We huddled together in the darkness listening to the fuzzy static of my coworker’s modified AM/FM radio.  “Has anyone died here?” he called out. The entity responded with two words that I can’t repeat. Because they were unkind. This was the inspiration for Annie’s first encounter with ghost of the Caldwell School.

Like Annie Waters, I began my journey into the paranormal world as a disbeliever, but before long I realized—my only choice was to believe.

I have purchase links for Troubled Spirits on my website.

Finding Inspirtation

I originally wrote this blog as a guest post for Sapphyria’s Book Review. You can see the original post here.

Are you a runner? Illustrator? Gardener? Jewelry maker? Or are you a writer, like me? Whatever it is, finding something to inspire you is essential to success. Your inspiration can come from anywhere.  For the runner it may be passing the woman in the pink shirt. The illustrator may spot a tree, which looks like a fish. The gardener may find inspiration in jewelry and the jeweler in the garden

As a writer, my inspiration sometimes comes from the familiar. My first story was inspired by my childhood adventures.  But Troubled Spirits was inspired by something unfamiliar—ghost hunting.book cover

A group of my ER co-workers were planning an excursion into one of the older hospital buildings and they invited me to join them. My brain formulated the word no, but what I heard my mouth saying was yes. And in that moment, a seed was planted. The seed which would grow into Troubled Spirits.  What if a group of teenagers decided to try their hand at ghost hunting? But what if the ghost didn’t want to be hunted?

Although the hospital shot down any possibility of a ghostly excursion into any of their buildings, our little group huddled together in an empty ER room with a spirit box. Not only was that an experience I’ll never forget, it was the inspiration for the scene in the school cafeteria when Logan’s spirit box….

I decided to set Troubled Spirits in a haunted school instead of a hospital. And then another ‘what if?’ popped into my head.

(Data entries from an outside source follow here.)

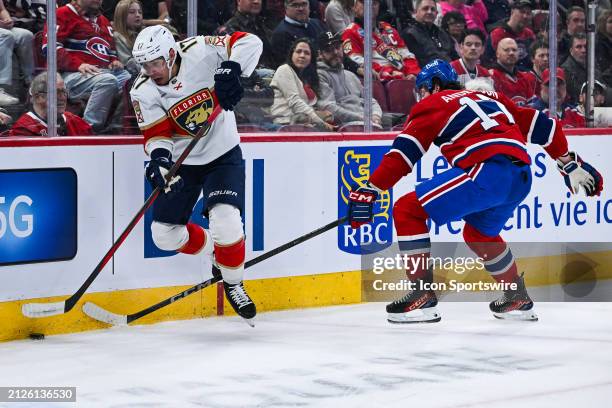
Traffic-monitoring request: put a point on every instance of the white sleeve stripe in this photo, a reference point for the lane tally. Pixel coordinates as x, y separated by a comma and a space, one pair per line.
551, 135
414, 140
408, 162
533, 121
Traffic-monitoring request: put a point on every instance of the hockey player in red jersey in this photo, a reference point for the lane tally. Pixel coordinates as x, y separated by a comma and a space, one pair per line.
173, 98
483, 136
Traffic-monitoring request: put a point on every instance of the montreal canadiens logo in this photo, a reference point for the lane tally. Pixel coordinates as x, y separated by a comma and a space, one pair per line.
99, 47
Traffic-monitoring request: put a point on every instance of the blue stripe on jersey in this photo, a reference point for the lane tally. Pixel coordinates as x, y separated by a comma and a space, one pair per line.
493, 142
409, 148
417, 244
542, 130
501, 264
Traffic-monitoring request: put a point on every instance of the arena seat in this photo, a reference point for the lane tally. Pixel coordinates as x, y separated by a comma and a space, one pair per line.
400, 93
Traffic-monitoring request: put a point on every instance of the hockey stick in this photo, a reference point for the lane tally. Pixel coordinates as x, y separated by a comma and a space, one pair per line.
96, 312
36, 310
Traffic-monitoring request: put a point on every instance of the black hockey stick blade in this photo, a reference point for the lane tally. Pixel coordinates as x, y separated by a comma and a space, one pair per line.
98, 313
37, 310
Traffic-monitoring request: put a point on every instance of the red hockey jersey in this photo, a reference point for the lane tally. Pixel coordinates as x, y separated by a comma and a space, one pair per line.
469, 127
390, 52
519, 86
30, 124
82, 40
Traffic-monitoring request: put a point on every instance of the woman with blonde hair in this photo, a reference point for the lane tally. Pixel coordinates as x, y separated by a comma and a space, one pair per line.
127, 23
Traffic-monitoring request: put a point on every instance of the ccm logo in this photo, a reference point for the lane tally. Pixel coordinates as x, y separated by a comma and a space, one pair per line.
361, 197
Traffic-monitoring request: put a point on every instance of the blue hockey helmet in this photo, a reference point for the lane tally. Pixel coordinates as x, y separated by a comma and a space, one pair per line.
438, 68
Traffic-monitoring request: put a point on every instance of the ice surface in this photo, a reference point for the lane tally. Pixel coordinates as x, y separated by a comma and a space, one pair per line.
345, 356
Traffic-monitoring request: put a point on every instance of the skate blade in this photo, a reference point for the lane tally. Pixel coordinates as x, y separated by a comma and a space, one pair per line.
429, 315
518, 315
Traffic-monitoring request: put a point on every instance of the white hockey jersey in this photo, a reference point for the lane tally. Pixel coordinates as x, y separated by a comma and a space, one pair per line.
170, 115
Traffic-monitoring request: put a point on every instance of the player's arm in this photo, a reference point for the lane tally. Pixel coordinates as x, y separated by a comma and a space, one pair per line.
239, 58
538, 128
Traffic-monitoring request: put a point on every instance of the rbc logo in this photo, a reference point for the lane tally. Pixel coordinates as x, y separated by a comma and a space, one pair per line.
354, 167
99, 47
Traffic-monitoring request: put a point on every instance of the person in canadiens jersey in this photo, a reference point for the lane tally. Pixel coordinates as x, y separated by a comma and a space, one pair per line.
173, 97
483, 137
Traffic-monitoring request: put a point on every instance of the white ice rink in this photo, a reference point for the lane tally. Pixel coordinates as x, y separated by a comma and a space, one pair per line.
346, 356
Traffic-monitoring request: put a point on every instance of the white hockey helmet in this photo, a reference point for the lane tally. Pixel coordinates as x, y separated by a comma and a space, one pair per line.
154, 42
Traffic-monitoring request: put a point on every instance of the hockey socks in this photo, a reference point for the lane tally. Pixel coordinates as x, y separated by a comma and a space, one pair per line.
497, 257
198, 240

What if there was an actual haunted school in Maine?  I scoured the internet and discovered there was one Maine school rumored to be haunted:

“According to legend back in the 1950’s 5 young high school boys were murdered mysteriously at the school. No one knows who did it. Ever since late at night when you’re walking the track behind the school you’ll see glimpses of lights going on and off and hear strange noises if your near the school even feel like you’re being watched. There is also 2 graveyards near the school which also have many hauntings. Like the old man in the graveyard path whom is dark tall you speak to him and he just stares at you then vanishes into thin air.”
Source: http://www.theshadowlands.net

I went back to the internet in search of details, but all I found was this same paragraph on various websites. So I decided to take action. Along with a friend, I jumped into my car and made the two hour trip to investigate in person. We visited the “haunted” school. We visited the library. I searched through books about the town history. Finally, I spoke with the librarian. Yes, he’d heard of the rumors, but assured me they were just that—rumors. But I wasn’t done with my investigation. We visited every cemetery we could find, searching for the gravestones of teenaged boys who died in the 50’s. There were none. Not one!

Although I was disappointed that I hadn’t proven the rumor to be true, I’d gathered up bunches of inspiration along the way. I now had a model (adapted slightly) for not only the Caldwell School, but also the library.  Because the town which inspired Shady Cove is a coastal town, many of the older gravestones belonged to captains. And these gravestones were the inspiration for the short story found within the pages of Troubled Spirits titled The Captain.

What I learned while writing Troubled Spirits is that inspiration can come from any place. Sometimes it comes when you’re not looking and sometimes you need to go looking for it. So be ready. The inspiration for your success might be right in front of you, or waiting for you around the next corner.  I’d love to hear about what inspires you!